Wild by Cheryl Strayed

TITLE: Wild: From Lost to Found on the Pacific Crest Trail

AUTHOR: Cheryl Strayed
PUBLISHER: Vintage Books
PUBLISHED: 2012
PROCUREMENT: Bought it myself
RELATIONSHIP TO AUTHOR: None
ADDITIONAL MATERIAL: movie review, audiobook review

With a pack so big she nicknames it Monster and boots so small she loses 6 toenails, Cheryl Strayed becomes a mini legend on the Pacific Crest Trail in 1995. She is nicknamed Queen of the PCT, neither for her hiking skills nor longevity, but because she is a woman; therefore, people she meets are more likely to give her things that they typically don’t share (food, shelter, favors, rides).

As a young woman, Strayed is married at 19, but her only serious attachment seems to be to her mother, Bobbi. Nonetheless, Bobbi receives little kindness from a pretentious, and sometimes bitter, daughter who says things like she is much more sophisticated that Bobbi was at her age and that Bobbi doesn’t read “serious” literature, which is a waste of time. Bobbi’s optimism is a bit infectious: she says, “Well, my time has never been worth all that much, you know, since I’ve never made more than minimum wage and more often than not, I’ve slaved away for free.” Strayed is angered by her mother’s happiness, both in the moment and later on the hike. The intense feelings Strayed has regarding happiness says something about the hearts of American’s today. We feel anger about so much: bad pay, high rent, huge debt, decades of student loans, poor food, shoddy health care. Strayed’s reflections on her mother’s positive outlook suggest much can be made with little, and though Bobbi has little, she is able to live with love in her heart.

When she learns she will die, Bobbi does have a moment of panic: “I never got to be in the driver’s seat of my own life….I always did what someone else wanted me to do. I’ve always been someone’s daughter or mother or wife. I’ve never just been me.” At the time, Strayed doesn’t know what to do; she is young at 22. However, ending the section with Bobbi weeping about her personal identity gives the reader room to think about what it means to be “just you.” The complex web of Bobbi—wife, mother, daughter, student—demonstrates a social connectedness that makes her part of something larger that we all seek. Strayed can’t exist in that web without her mother, so the Pacific Crest Trail becomes what she connects to. There are no people in her web, since her brother, sister, step-father, and ex-husband have scattered and left her loose. The trail, the symbolic brown boots with red laces, and ridiculously heavy pack are the threads that Strayed weave to belong—to anything, really. In reality, she is no one’s daughter, mother, or wife. On the PCT, she is part or something.

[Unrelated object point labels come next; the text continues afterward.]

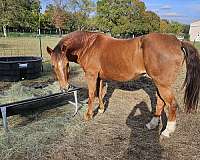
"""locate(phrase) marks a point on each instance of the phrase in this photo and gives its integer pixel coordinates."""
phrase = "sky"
(184, 11)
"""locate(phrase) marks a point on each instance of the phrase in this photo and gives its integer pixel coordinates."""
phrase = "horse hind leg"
(167, 98)
(156, 118)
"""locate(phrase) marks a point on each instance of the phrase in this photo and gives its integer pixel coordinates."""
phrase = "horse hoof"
(88, 117)
(165, 133)
(150, 126)
(101, 110)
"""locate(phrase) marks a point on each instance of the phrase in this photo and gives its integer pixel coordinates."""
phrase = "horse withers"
(102, 57)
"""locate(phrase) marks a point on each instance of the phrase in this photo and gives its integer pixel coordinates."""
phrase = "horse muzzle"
(66, 89)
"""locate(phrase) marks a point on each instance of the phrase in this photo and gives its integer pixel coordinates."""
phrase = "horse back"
(116, 59)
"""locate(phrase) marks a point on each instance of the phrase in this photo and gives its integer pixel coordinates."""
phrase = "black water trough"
(19, 68)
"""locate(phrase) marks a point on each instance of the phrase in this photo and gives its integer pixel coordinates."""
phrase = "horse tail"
(192, 79)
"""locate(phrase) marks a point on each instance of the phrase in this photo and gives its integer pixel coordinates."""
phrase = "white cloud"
(166, 7)
(172, 14)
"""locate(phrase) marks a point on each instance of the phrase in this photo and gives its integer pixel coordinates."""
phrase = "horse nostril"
(66, 89)
(62, 90)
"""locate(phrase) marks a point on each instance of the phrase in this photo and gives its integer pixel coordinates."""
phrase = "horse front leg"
(91, 80)
(100, 94)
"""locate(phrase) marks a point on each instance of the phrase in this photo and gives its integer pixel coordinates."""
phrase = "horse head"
(60, 65)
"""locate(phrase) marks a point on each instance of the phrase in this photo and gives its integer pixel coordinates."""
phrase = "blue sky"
(184, 11)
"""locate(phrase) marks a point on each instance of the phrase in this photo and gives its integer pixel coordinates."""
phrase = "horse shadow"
(143, 144)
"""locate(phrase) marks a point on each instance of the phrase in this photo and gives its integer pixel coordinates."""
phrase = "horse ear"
(49, 50)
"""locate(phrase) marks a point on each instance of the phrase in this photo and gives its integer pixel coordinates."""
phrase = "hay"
(18, 92)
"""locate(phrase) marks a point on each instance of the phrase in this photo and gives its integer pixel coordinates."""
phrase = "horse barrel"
(19, 68)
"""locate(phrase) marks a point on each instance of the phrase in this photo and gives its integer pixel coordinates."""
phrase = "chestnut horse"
(102, 57)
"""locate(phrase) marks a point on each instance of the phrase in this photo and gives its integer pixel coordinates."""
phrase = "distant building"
(195, 31)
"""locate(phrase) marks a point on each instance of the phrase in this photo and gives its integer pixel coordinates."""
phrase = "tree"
(81, 11)
(126, 18)
(15, 13)
(7, 12)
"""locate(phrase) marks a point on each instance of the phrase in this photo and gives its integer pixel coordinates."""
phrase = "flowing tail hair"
(192, 79)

It’s worth the time to read Wild. Strayed doesn’t romanticize her mother (in fact, she admits the reasons she could hate her mother, too). She doesn’t over-exaggerate her hiking accomplishments (Strayed admits she’d been lucky for most of her journey, that she was helped by many, and that saying she was ill-prepared is a massive understatement; she always seemed inches away from being another Christopher McCandless). Wild also isn’t a heavy reflection; sections about her mother are smoothly transitioned into the story, so the focus is on the hike, but the motives for the hike are not lost. Though she thought she would spend the 1,100 miles thinking about Bobbi, Bobbi’s death, and the resulting poor choices, Strayed admits she thought little about those things. Instead, she is physically and emotionally broken down and rebuilt by the inclines and declines of the mountains, predators (man, animal, and weather), and the literature she reads and writes.

7 comments

  1. I can’t tell if you liked this book or not. I liked Dear Sugar very much, but I’ve never been sure if that meant that I wanted to read a whole book by that person.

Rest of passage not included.